Montag, 5. Dezember 2022

Habichte über Karachi

10 Tage Karachi. Ich habe einen Schnupfen bei 28 Grad. Zoheb sagt, das kommt vom Staub der Ventilatoren, die hier immer laufen. Die Luft, der Tee, die Musik. Ich bin zurück - nach fast vier Jahren. Ich liebe Pakistan so sehr und gleichzeitig hab ich tausend Fragen, wenn ich um mich schaue und fast nur Männer auf der Straße sehe - zumindest nachts, Tags ist es besser. Wann und wie verändert sich eine Gesellschaft? Wie fühlt es sich für die Frauen an, so viel drinnen zu sein? Ich bleibe auch zuhause - außer wir gehen zusammen weg. Könnte ich spazierengehen? Wir wissen es nicht. „Normally you go somewhere when you have a purpose“, sagt Zoheb, „not just for fun“.
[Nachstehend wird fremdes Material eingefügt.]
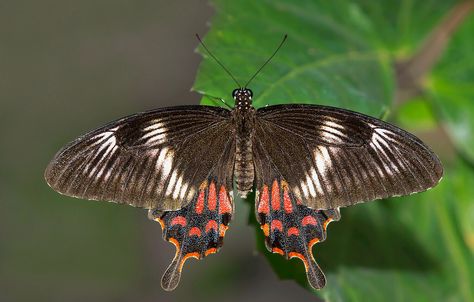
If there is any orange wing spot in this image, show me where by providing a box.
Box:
[283,188,293,214]
[308,238,319,250]
[260,223,270,237]
[287,227,300,237]
[272,180,281,211]
[171,216,187,227]
[168,237,179,249]
[257,185,270,214]
[204,247,217,256]
[154,218,165,230]
[219,186,232,214]
[196,190,205,214]
[189,227,201,237]
[219,223,228,237]
[204,220,217,233]
[270,219,283,232]
[323,218,332,230]
[288,252,308,271]
[272,247,285,256]
[301,215,318,226]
Ich weiß gar nicht, wie ich über meine Erlebnisse hier schreiben kann, ohne dass es sich aus einer privilegierten, weißen Sicht heraus komisch anhört. Vor 15 Jahren war es noch einfacher, so loszuschreiben. Jetzt habe ich die 10 Jahre Humboldt-Uni, mein kritisches Berlin und die ganze Perspektiven-Problematik im Hinterkopf. Allein dass ich hier sein kann, ist mir unangenehm. Flüge buchen, Reisen planen, während vor mir die Haushälterin den Boden wischt. Es ist alles so paradox. Ich weiß, dass es das auch in Berlin ist, aber dort sehe ich es nicht immer. Später mache ich ihr einen Tee. Wir haben gute Gespräche und mein etwas eingerostetes Urdu kommt wieder hoch. Für 2,5 Euro kriegt man in Berlin ein Naan, hier bekommt man dafür fast 30 Naan. Jeder Euro, den ich zuhause zuviel ausgegeben habe, macht mich nachdenklich. Es ist gleichzeitig aber eine herrliche Fröhlichkeit, mit der mir die Menschen hier begegnen. Voller Interesse und Fragen. Manchmal sind mir die Blicke zu lang oder zu viel, aber dann sag ich mir, dass ich wirklich sehr anders aussehen muss in meiner Umgebung. Schon im Flug war ich fast die einzige weiße. Ich beantworte die Fragen gerne. Und stelle selber welche, von denen ich weiß, dass sie funktioniert haben: wieviele Geschwister hast du? Wo bist du aufgewachsen? Bist du verheiratet? Kinder?! Ich nehme es nicht mehr so schwer wie früher - es ist einfach eine Art, sich auszutauschen.

Zum Sonnenuntergang gehe ich hoch aufs Dach, wo es ganz still ist bis auf die Geräusche der Straße und der Vögel. Das leichte Licht, die Habichte, die Gebete.

Hier oben ist es so ruhig. Als wär die Welt im Frieden. Mein tägliches kleines Stück Himmel. Es geht ja auch nicht darum, viel zu erleben momentan, sondern die Familie zu sehen. Und da erlebt man oft noch viel mehr. Morgen fliege ich nach Lahore und hoffentlich auch nach Roshni. Am Samstag geht es zurück nach Karachi und von dort aus nach Goa. Wie anders es Indien sein wird, als alles, was ich hier erlebe. Irgendwie wünsche ich für Pakistan mehr Reisende und irgendwie auch gleich wieder nicht. In 10 Tagen habe ich keinen Touristen gesehen. Aber das ist auch Karachi.